Over the next 12 months we will be introducing a number of other initiatives.

  • We are developing a 10-year public infrastructure plan that will outline our investment priorities over the near future.
  • We will be bringing forward a comprehensive water and wastewater strategy based on three key principles: financial sustainable public systems, affordable rates for consumers and achievable, practical solutions. This strategy will help municipalities provide clean, safe drinking water and effective wastewater management. Much of our water infrastructure was built by our parents – in many cases by our grandparents. Much of it now needs to be replaced and the cost will be substantial. An expert panel has been appointed to advise us on the substantive policy issues involved.
  • We are taking steps to help municipalities meet the financial obligations involved in rebuilding our public infrastructure. I have already spoken about federal-provincial-municipal partnerships, such as COMRIF. Later this afternoon you will hear from Bill Ralph, the head of the Ontario Strategic Infrastructure Financing Authority. He will tell you how 90 municipalities have already been able to access almost one billion dollars in debt financing for infrastructure. And next month my colleague Harinder Takhar, Minister of Transportation will be presenting details of our plan to make a portion of gas tax revenues available to municipalities.

We understand the fiscal realities. And we are taking steps to help deal with them.

Infrastructure plan

All of these initiatives are important. None are patchwork, band-aid solutions to a single issue. Instead they are part of a coherent, comprehensive plan that attacks a persistent social problem: restoring the public amenities that support a prosperous economy and the delivery of important public services.

This plan is based on five broad principles.

  • Better planning and coordination of infrastructure investments.
  • Utilizing best practices to get the greatest value and longest life from existing facilities.
  • Greater concentration on key priorities in deciding what to build and where to build it.
  • Developing innovative methods of financing infrastructure investments, including the participation of both the public and private sectors.
  • Setting out clear principles and practices to guide our infrastructure financing and procurement plans, including appropriate public control and ownership, value for money, accountability and transparency.

We are coordinating investments across economic sectors, so that decision-makers can weigh the benefits of an investment in one sector against the benefits of similar investments elsewhere.

We are planning capital investments over a much longer time period, so the money we invest today will help promote economic growth in the future.

And we are paying much more attention to the kinds of projects we undertake, to make sure that they have a reasonable and measurable economic payback, and that they correspond to the government’s strategic objectives.

For our government, those objectives are not defined in terms of specific projects, or even specific kinds of infrastructure, but in terms of the outcomes and results we hope to achieve.

We are not so much interested in bricks and mortar and asphalt as we are in the public services infrastructure can deliver.

And we will measure the value of our investments not in terms of inputs – how much money we invest – but in terms of results.

All of these initiatives affect our infrastructure decisions and yours.

They affect what you build, where you build it, and what your buildings and assets are used for.

Conclusion

I will leave you with these final thoughts.
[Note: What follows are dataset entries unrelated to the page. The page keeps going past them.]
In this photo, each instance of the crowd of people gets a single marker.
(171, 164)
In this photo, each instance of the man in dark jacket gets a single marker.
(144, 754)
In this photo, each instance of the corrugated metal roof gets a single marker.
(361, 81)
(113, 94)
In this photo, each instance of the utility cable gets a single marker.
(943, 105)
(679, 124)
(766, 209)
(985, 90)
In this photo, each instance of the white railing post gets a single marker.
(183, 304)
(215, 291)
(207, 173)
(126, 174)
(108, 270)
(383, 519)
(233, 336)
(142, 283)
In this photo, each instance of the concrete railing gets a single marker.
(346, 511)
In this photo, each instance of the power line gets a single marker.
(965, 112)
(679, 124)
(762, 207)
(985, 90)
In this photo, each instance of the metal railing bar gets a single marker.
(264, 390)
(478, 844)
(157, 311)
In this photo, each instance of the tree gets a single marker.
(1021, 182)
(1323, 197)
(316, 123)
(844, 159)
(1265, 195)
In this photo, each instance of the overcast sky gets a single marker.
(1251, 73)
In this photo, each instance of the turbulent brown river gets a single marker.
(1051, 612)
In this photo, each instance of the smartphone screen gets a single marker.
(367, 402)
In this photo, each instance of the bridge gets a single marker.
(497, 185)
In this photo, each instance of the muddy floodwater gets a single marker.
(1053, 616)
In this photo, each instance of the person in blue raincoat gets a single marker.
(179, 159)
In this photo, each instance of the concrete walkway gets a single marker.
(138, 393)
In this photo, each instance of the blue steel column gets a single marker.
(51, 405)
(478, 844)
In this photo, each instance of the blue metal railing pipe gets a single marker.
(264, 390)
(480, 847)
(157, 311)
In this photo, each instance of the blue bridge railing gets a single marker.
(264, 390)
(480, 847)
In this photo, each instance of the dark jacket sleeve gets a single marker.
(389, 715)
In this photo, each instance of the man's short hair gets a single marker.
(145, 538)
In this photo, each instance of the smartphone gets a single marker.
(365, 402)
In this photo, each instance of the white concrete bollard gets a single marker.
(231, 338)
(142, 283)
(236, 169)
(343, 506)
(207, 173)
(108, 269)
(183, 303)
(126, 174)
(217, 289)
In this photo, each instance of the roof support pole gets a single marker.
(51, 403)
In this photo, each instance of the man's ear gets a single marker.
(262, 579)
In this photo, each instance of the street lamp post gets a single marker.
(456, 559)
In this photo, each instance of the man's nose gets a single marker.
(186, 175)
I believe we are entering a new era of infrastructure renewal. I call it the infrastructure renaissance.

But we are not building monuments.

The purpose of this government’s infrastructure strategy is to improve the public services available to the people of this province.

Our purpose is to build strong communities and to help the people of Ontario improve the quality of their lives.

Our purpose is to make Ontario an attractive place for investments that will strengthen our economy and create jobs.

Ultimately, our plan will re-shape the kind of society we – and our children – live in.